PERFORCE change 122896 for review
Kip Macy
kmacy at FreeBSD.org
Thu Jul 5 00:58:57 UTC 2007
http://perforce.freebsd.org/chv.cgi?CH=122896
Change 122896 by kmacy at kmacy_vt-x:opentoe_init on 2007/07/05 00:58:37
- reduce cpu usage by as much as 25% (40%->30%) by doing txq reclaim
more efficiently
- use mtx_trylock when trying to grab the lock to avoid spinning
during long encap loop
- add per-txq reclaim task
- if mbufs were successfully reclaimed, try another pass
- reduce contention on txq lock in if_start by returning right away
if another thread is already transmitting
- set/clear flag in txq when running in the t3_encap loop
- fix null pointer panic caused by bad merge
- track txq overruns with sysctl
MFP4 after: 2 days
Affected files ...
.. //depot/projects/opentoe/sys/dev/cxgb/cxgb_adapter.h#20 edit
.. //depot/projects/opentoe/sys/dev/cxgb/cxgb_main.c#13 edit
.. //depot/projects/opentoe/sys/dev/cxgb/cxgb_osdep.h#11 edit
.. //depot/projects/opentoe/sys/dev/cxgb/cxgb_sge.c#23 edit
Differences ...
==== //depot/projects/opentoe/sys/dev/cxgb/cxgb_adapter.h#20 (text+ko) ====
@@ -239,6 +239,8 @@
struct tx_desc;
struct tx_sw_desc;
+#define TXQ_TRANSMITTING 0x1
+
struct sge_txq {
uint64_t flags;
uint32_t in_use;
@@ -254,7 +256,9 @@
struct tx_sw_desc *sdesc;
uint32_t token;
bus_addr_t phys_addr;
- struct task qresume_tsk;
+ struct task qreclaim_task;
+ struct task qresume_task;
+ struct port_info *port;
uint32_t cntxt_id;
uint64_t stops;
uint64_t restarts;
==== //depot/projects/opentoe/sys/dev/cxgb/cxgb_main.c#13 (text+ko) ====
@@ -1613,7 +1613,11 @@
txq = &qs->txq[TXQ_ETH];
err = 0;
+ if (txq->flags & TXQ_TRANSMITTING)
+ return (EINPROGRESS);
+
mtx_lock(&txq->lock);
+ txq->flags |= TXQ_TRANSMITTING;
in_use_init = txq->in_use;
while ((txq->in_use - in_use_init < txmax) &&
(txq->size > txq->in_use + TX_MAX_DESC)) {
@@ -1651,6 +1655,7 @@
break;
BPF_MTAP(ifp, m);
}
+ txq->flags &= ~TXQ_TRANSMITTING;
mtx_unlock(&txq->lock);
if (__predict_false(err)) {
@@ -1685,8 +1690,7 @@
do {
if (desc_reclaimable(txq) > TX_CLEAN_MAX_DESC)

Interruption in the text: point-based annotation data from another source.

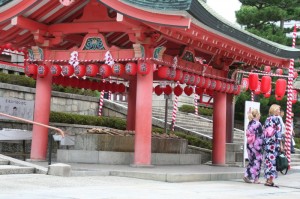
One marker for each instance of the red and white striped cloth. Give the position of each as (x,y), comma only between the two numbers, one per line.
(196,103)
(101,102)
(289,104)
(175,109)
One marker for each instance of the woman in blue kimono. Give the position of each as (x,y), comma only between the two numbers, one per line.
(272,142)
(255,137)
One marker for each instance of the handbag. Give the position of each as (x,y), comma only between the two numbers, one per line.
(250,137)
(282,163)
(269,131)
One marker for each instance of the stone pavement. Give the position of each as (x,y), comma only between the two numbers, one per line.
(100,181)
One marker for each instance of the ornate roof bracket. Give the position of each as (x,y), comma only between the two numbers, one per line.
(142,15)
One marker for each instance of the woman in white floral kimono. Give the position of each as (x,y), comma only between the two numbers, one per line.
(273,143)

- taskqueue_enqueue(pi->adapter->tq,
- &pi->timer_reclaim_task);
+ taskqueue_enqueue(pi->adapter->tq, &txq->qreclaim_task);
error = cxgb_start_tx(ifp, TX_START_MAX_DESC);
} while (error == 0);
@@ -1704,9 +1708,8 @@
txq = &qs->txq[TXQ_ETH];
if (desc_reclaimable(txq) > TX_CLEAN_MAX_DESC)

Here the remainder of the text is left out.